Aarushi: No outsider seen on fateful night, says guard
A security guard on Friday deposed before the special CBI court, hearing the Aarushi-Hemraj murder case, that he had seen no ‘outsider’ on the fateful night.
Ghaziabad: A security guard on Friday deposed before the special CBI court, hearing the Aarushi-Hemraj murder case, that he had seen no ‘outsider’ on the fateful night while another witness claimed he had painted a portion of the Talwars` house more than a year after the incident.
Public prosecutor RK Saini contended that the wooden partition was soon painted after the murders, as part of a conspiracy to destruct evidences.
Guard Virendra Singh deposed before judge S Lal that no "outsider" had entered in Jalvayu Vihar on the night when the murder of Aarushi Talwar and her domestic help Hemraj took place.
"No other guard from the other six gates told me about the suspected entry of any outsider or suspicious looking people," he told the court.
On the morning of May 16, 2008, a call came from the Talwars` house number L-32, Singh said.
"The person who was on the intercom-phone line told me that there was a big problem in his house and asked me to send a guard," the guard said, adding that he found a maid sitting outside the house when he reached there.

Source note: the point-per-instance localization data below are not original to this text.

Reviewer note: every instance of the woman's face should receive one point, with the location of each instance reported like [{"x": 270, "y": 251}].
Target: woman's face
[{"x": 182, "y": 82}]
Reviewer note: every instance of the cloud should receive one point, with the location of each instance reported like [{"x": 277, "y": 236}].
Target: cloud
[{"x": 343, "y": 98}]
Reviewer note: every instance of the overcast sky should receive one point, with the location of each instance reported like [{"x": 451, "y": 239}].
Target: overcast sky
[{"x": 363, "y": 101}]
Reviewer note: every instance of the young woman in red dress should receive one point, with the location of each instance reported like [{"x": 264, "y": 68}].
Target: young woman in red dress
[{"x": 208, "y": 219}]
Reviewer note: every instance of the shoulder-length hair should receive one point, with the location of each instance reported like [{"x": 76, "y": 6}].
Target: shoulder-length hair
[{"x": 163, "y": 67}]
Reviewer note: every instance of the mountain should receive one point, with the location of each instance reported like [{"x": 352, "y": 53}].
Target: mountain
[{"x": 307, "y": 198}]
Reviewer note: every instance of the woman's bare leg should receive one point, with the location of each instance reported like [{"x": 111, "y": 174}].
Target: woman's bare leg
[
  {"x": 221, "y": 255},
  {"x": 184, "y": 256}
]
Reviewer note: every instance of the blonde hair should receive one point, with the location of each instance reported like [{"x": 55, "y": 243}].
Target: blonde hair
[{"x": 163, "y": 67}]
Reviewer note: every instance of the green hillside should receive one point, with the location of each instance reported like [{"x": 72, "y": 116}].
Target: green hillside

When enquired, Singh said, the maid replied that "one servant had killed their (Talwars`) daughter and fled away."
Rajesh Talwar called him inside the house and told him that his servant (Hemraj) had killed his daughter and fled away, the guard said.
This is the first time during the trial of the Aarushi Talwar-Hemraj double murder case that two public witnesses were produced before the court.
Meanwhile, another public witness Delhi-based painter Soharat told the court that he was called by Rajesh Talwar after more than one year of the incident to paint a wooden partition of Aarushi`s room.
Soharat said he had earlier also done similar paint work at the house.
He further said he had unfixed the iron grill of main gate and balcony and put them in the drawing room after he was asked to do so by Rajesh Talwar.
Both the railings were later given to an electrician by Rajesh Talwar, the painter claimed.